UConn’s student-athletes are often lauded for their on-field achievements, but there’s an equally important – often unseen – dimension to the student-athlete. UConn Today is publishing a series of profiles to highlight the academic prowess of these student-athletes. Follow along as we profile two athletes each month, and provide an inside look at the academic pursuits of these high-achieving student-athletes.
Heidi Druehl ’19 (CAHNR)
Hometown and high school: Stamford, Connecticut; Westhill High School
Sport: Women’s Soccer, defense/midfield
Area of study: Nutritional sciences, with a minor in nutrition for exercise and sport
Anticipated graduation: May 2019
I hear you have older siblings who are UConn alums and were also involved in collegiate sports. What advice did they give you about how to succeed as a student-athlete?
The advice my siblings gave me was to make sure I get my priorities straight. You have very limited free time as a student-athlete because of all the workouts and practices you have. I was told that time management is key. Setting a plan to get work done is the best way to keep track of assignments and to make sure it all gets done in a timely fashion.
What has been your favorite class so far and why?
My first nutrition class at UConn has been my favorite class so far. It’s called Fundamentals of Nutrition. It was this class where I grew to enjoy learning about nutrition and realized I was actually good at it!
Are you involved with any clubs at UConn? What are some of your academic accomplishments here?
This semester I joined HuskyLEADS, an organization that helps student-athletes build leadership qualities. So far, we’ve attended several workshops that introduced us to what we think it means to be a leader. From this, I learned I’m the type of leader that takes initiative, works hard, and encourages others. We also attended a LinkedIn seminar to enhance our profile and networking opportunities. In terms of academics, every semester I’ve been here, I have earned above a 3.0 GPA.

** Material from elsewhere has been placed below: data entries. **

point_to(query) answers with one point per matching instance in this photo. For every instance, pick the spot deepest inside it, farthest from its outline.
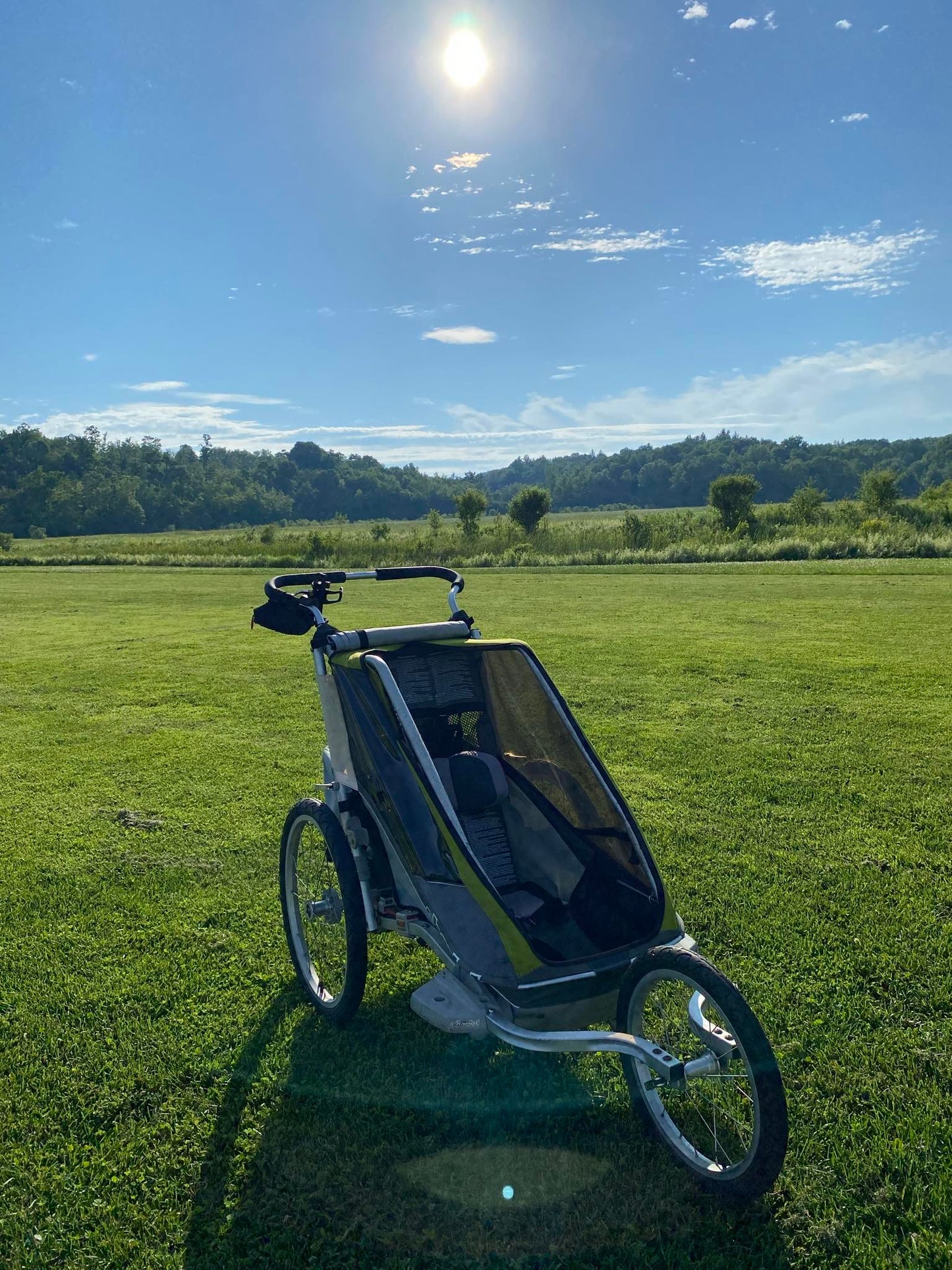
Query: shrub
(806, 504)
(528, 507)
(879, 492)
(470, 505)
(733, 498)
(636, 533)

Describe someone you’ve met on campus who has had a remarkable influence on you.
Catie Dann is the athletic trainer for our soccer team and she is like a second mom to me. She knows me better than myself. She pushes me to my full potential, even when I don’t think I can reach it. She is definitely a huge factor to my positive experience at UConn so far.
When you were in high school, you thought you might go into the field of sports medicine or athletic training, or even physical therapy. Has your career focus changed since you’ve been at UConn?

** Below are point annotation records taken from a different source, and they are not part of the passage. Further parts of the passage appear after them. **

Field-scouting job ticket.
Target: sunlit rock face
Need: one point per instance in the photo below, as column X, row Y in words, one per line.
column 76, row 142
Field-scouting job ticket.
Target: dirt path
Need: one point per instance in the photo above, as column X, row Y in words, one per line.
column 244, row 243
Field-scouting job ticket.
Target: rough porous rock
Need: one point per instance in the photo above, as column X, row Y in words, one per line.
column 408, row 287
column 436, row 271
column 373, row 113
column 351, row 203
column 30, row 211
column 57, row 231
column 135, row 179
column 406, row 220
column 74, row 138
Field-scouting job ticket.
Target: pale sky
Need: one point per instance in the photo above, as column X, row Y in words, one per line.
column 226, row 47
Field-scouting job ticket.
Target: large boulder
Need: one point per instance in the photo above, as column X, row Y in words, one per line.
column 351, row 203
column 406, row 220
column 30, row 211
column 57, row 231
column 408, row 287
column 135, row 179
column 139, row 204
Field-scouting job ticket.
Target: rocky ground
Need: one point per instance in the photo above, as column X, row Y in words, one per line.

Yes, my career focus has changed since enrolling. I’ve decided to go into the nutritional sciences field. As I mentioned, the nutrition class I took freshman year opened my eyes to this field. I am now a nutritional sciences major, and minoring in nutrition for exercise and sport. With this, I hope to work with athletes and teams on their proper diets to reach peak performance.

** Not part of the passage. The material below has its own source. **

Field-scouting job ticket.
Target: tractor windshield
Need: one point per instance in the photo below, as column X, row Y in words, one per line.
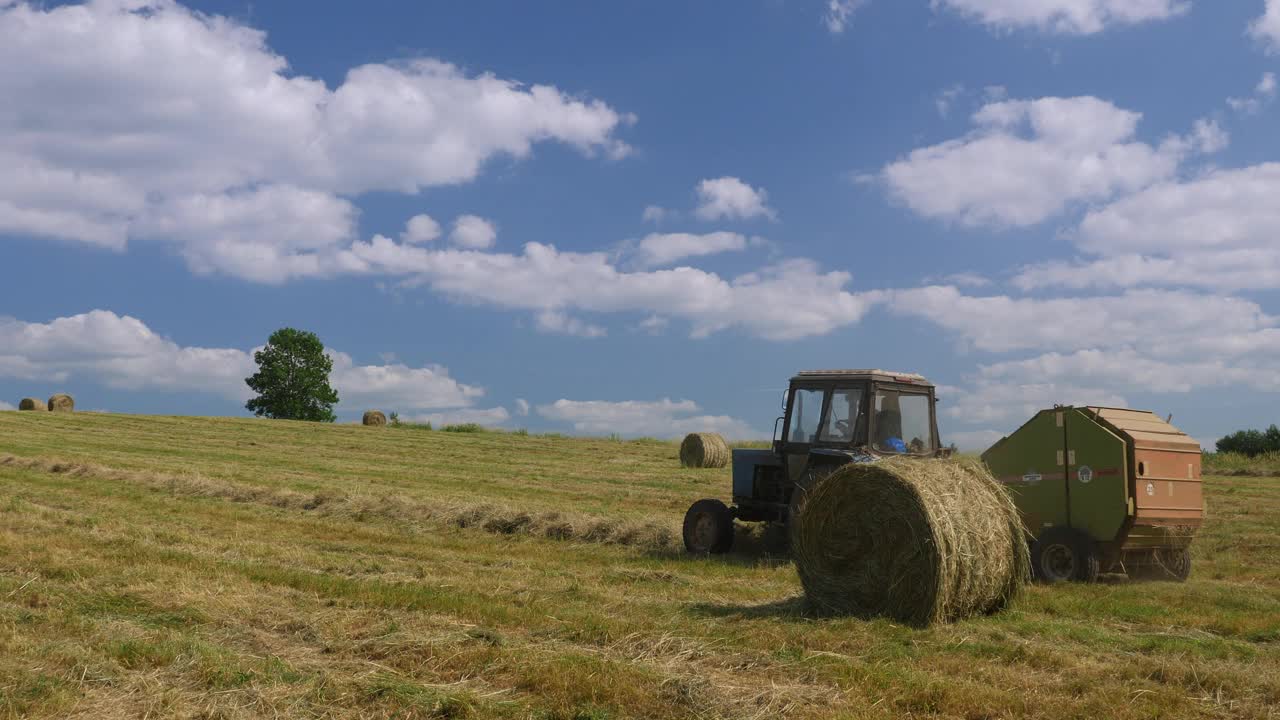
column 844, row 422
column 903, row 422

In what ways do you think your time at UConn has helped shape who you are today?
UConn has helped shape my life by allowing me to find my real passion. Not only has UConn helped me figure out my career path, but I have found myself growing as a person. I’ve learned what it means to be a leader, a good listener, to be selfless, and to take on responsibilities.
Would you be willing to serve as a mentor to other students?
It would be a pleasure to help a fellow student out with academics or if they needed any advice about school. I would love to give back to the UConn community.
What does it mean to you to be a Husky?
To me, being a Husky is always striving for greatness. If you fail, don’t quit, and try again. Being a Husky means always working hard, and to push through even when times get tough.